Под могучим раскидистым дубом на толстом сучковатом бревне сидели нарядные девки, лузгая семечки и аккуратно сплевывая шелуху в ладошки. Рядом топтались парни, слюнявя во рту цигарки, гогоча и отпуская время от времени в чей-то адрес крепкие словечки.
– Ну-ка, чего материтесь! Больно, думаете, хорошо? – шипела на них Гланька и, поглядывая в сторону гармониста, канючила, – Леш, может, начинать пора.
– Да отстань ты, заноза, – отмахивался от нее чубатый Лешка, – подождем еще.
– Ну-ну, Шурку ждешь. А если не придет, мы что, так и будем сидеть? – возмущалась девушка.
Она, наверное, единственная из своих подруг, никогда ни упускала случая посидеть вот так, на бревнышке, попеть вместе со всеми да поплясать. У Гланьки была давняя заветная мечта – найти себе хорошего мужа. В городе ее считали перестарком, хотя выглядела она в свои двадцать шесть довольно молодо и аппетитно. Все было при ней, не было только одного – ухажера. Порою ей казалось, что смогла бы она преступить все запреты, вынести все укоры в свой адрес, да только и ей-то никто не был так люб, с кем она могла бы согрешить. Пожалуй, что Лешка… Но Лешка давно и, что самое обидное, безрезультатно страдал по ее лучшей подруге Шурочке.
– Шурка с Тонькой идут, – крикнул вдруг гармонист и растянул меха гармони.

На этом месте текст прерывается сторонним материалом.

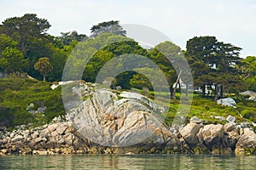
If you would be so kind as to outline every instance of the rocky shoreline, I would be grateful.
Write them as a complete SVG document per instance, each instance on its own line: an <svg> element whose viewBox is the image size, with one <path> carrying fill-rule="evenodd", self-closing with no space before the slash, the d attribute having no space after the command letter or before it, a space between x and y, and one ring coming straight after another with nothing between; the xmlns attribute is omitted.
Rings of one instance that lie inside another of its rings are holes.
<svg viewBox="0 0 256 170"><path fill-rule="evenodd" d="M194 116L186 125L169 128L149 110L161 111L162 108L144 96L127 93L118 96L111 90L90 87L93 88L83 85L82 95L86 99L71 109L65 118L55 118L35 128L20 126L12 132L2 127L0 156L256 155L255 133L237 125L235 117L228 117L221 125L204 124Z"/></svg>
<svg viewBox="0 0 256 170"><path fill-rule="evenodd" d="M202 125L191 121L172 133L162 128L145 142L129 147L106 147L84 139L70 122L32 129L21 127L0 133L0 155L60 154L212 154L256 155L256 134L228 122Z"/></svg>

Не первый год нравилась ему Шура, но та никак не проявляла к парню своих чувств. Как-то, правда, зимой еще, девушка позволила проводить себя до дому. Они долго стояли тогда, утаптывая под окнами синий вечерний снег, и Лешка даже решился на поцелуй. К удивлению, Шура не оттолкнула его, но после этого стала избегать Лешку еще больше. «И кто их разберет, этих девок? Чего им надо? – злился Лешка. – Из кожи лезу, чтобы понравиться. Вон, никто из парней не наряжается так, как я». Лешка и впрямь любил пощеголять: он носил панбуковые шаровары, яркую ситцевую рубаху с цветным шарфом на шее, обувался в кожаные сапоги с длинными наборными голенищами и медными подковками на подборках, а фуражку с лаковым околышком сдвигал на затылок так, чтобы привлекательно развевался по ветру его густой русый чуб.
– Эх, – Лешка кинул фуражку оземь и заиграл плясовую. – Спляшем, Шурка, что ли?

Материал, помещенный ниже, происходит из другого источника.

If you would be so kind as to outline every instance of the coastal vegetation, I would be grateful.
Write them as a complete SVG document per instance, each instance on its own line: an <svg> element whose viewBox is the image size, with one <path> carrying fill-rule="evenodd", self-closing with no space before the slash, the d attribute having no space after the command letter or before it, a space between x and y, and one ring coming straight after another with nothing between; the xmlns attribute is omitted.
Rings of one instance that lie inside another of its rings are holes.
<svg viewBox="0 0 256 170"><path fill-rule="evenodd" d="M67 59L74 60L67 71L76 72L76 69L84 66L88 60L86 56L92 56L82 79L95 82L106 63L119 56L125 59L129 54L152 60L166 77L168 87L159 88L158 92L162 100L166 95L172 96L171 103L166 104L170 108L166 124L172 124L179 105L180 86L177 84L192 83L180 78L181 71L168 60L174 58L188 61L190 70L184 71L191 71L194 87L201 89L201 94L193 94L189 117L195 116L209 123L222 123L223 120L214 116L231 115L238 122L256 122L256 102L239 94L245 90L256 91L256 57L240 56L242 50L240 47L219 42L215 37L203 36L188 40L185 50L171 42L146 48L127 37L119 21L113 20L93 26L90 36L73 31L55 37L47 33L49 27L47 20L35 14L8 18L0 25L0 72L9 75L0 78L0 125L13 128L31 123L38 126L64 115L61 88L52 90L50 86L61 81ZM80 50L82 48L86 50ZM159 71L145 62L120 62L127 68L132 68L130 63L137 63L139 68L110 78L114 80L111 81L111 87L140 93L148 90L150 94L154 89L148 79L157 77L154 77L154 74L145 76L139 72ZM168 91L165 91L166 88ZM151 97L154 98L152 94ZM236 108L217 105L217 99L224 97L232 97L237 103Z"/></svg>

Шура безразлично пожала плечами:
– У Гланьки ноги горят, ты ее зови.
– Горят! Ну и что? – с вызовом бросила Гланька. – А для чего мы сюда пришли? Семечки лузгать? – вскочила она с бревна, хватая за руки девчат, захлопала в ладоши, закружилась так, что подол ее широкого платья вскинулся куполом, оголяя пухлые розовые коленки.